Sources say Guglielmo has a reputation for "tying up" properties through a web of partnerships by buying them and then trying to sell them quickly for a profit. One Houston source says that Guglielmo, prior to buying the four apartment complexes from the city, owned a dozen properties in Houston, some of which he acquired from the RTC. The source said he learned that Guglielmo had traveled as far as Hong Kong in an attempt to sell them.

"He was considered something of a flake by the local real-estate types," the source says.

Uzick shrugs off such reports about Guglielmo, saying he was convinced the buyer would prove a reputable owner. One reason Uzick cites was Guglielmo's willingness to engage a local management company to oversee operations at Willow Creek, Southwest Village and the two Bellfort Southwest complexes. Uzick says he sent the buyer a list of choices. Guglielmo settled on Insignia Management Group -- a firm Duddlesten Management Group merged with last year.

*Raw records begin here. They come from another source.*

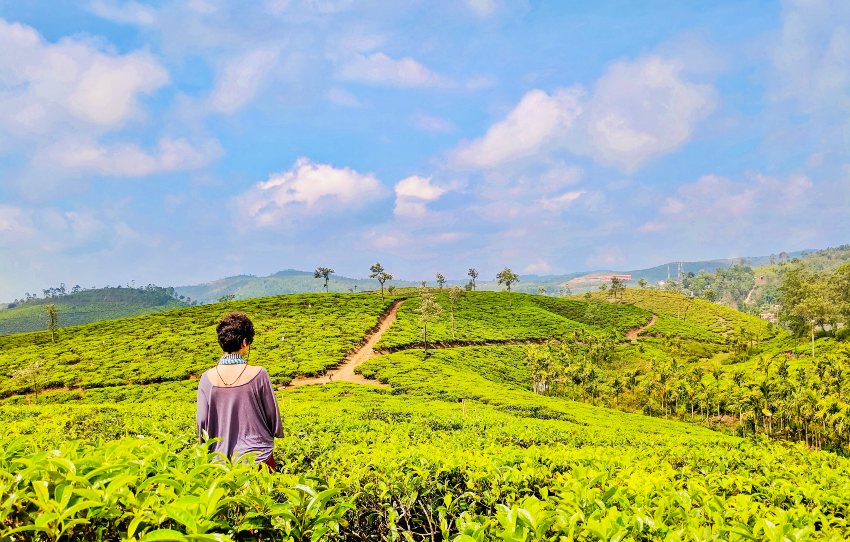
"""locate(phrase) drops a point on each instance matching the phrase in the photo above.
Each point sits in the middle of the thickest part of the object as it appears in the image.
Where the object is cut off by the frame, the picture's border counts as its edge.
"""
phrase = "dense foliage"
(460, 447)
(82, 306)
(299, 334)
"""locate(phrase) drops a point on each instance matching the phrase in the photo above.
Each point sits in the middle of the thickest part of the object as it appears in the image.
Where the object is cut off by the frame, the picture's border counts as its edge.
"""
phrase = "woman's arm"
(202, 411)
(270, 406)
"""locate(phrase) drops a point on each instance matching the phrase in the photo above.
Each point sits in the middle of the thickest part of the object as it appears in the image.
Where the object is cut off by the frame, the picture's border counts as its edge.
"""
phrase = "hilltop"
(85, 306)
(291, 281)
(489, 432)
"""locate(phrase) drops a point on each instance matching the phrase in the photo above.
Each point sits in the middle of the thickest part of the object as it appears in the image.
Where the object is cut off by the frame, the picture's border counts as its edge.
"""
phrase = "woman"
(236, 401)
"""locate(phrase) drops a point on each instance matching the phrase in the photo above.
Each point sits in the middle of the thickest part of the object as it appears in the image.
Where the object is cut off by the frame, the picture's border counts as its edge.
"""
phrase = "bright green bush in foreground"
(457, 449)
(421, 468)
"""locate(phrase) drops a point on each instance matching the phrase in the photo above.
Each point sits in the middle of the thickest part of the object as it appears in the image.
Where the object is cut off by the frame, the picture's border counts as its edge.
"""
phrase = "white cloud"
(643, 109)
(559, 202)
(124, 13)
(128, 159)
(534, 123)
(54, 231)
(48, 85)
(538, 267)
(307, 188)
(14, 222)
(240, 78)
(637, 110)
(607, 256)
(412, 195)
(812, 55)
(380, 69)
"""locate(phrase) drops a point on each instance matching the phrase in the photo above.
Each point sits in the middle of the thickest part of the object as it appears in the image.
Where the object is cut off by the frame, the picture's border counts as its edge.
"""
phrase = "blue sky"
(180, 142)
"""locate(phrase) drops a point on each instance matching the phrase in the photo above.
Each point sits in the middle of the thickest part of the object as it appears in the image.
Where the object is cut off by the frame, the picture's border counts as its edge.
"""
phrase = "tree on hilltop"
(380, 274)
(325, 273)
(428, 311)
(455, 293)
(507, 277)
(441, 280)
(617, 288)
(52, 320)
(473, 274)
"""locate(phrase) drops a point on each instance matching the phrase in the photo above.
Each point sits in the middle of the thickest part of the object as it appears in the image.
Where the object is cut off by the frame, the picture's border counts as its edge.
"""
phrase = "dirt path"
(633, 333)
(345, 372)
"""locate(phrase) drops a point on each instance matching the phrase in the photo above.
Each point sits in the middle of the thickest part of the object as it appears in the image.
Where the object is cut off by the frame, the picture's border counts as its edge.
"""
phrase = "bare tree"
(323, 272)
(507, 277)
(617, 288)
(379, 273)
(455, 293)
(441, 280)
(52, 320)
(473, 274)
(429, 310)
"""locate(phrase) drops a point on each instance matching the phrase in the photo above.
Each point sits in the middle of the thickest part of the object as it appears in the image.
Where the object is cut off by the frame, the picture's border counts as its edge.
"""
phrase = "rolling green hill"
(458, 447)
(87, 306)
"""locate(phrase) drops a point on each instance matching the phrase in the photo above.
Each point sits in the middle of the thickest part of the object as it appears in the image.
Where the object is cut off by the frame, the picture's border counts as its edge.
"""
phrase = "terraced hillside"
(87, 306)
(458, 447)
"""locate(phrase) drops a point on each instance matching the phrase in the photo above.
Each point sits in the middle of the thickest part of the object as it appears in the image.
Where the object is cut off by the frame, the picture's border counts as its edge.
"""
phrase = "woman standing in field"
(236, 401)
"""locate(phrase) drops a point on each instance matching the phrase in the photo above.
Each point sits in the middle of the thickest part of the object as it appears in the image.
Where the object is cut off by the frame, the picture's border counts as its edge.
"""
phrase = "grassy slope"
(696, 319)
(85, 307)
(498, 316)
(298, 334)
(407, 450)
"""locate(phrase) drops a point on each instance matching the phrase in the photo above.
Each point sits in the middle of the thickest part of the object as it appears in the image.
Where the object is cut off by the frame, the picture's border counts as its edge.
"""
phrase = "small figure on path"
(236, 401)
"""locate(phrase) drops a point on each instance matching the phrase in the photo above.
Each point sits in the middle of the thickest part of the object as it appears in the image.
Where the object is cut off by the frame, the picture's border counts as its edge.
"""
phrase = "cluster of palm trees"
(809, 404)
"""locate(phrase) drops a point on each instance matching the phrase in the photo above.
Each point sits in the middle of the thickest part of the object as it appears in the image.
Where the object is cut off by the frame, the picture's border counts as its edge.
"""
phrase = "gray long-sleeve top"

One complex owned by Guglielmo that could use an attentive owner is Willow Creek. The complex was built in 1971 and, over the last decade, has fallen into disrepair. The sheer size of the place -- 1,682 units -- and the magnitude of the rehabilitation needed suggest it has a ways to go before it becomes a moneymaker. And that's assuming the complex, which has a 95 percent occupancy rate and is located in an area of the city that hasn't received much attention, can remain viable until then.

An analysis of the property prepared before the city bought Willow Creek revealed a couple of environmental concerns, including the presence of asbestos in the drywall. Also, leaking underground tanks stored at a Coca Cola bottling plant next door was said to possibly pose a risk of contamination, though there was no mention of what substance might be leeching into the ground beneath the complex.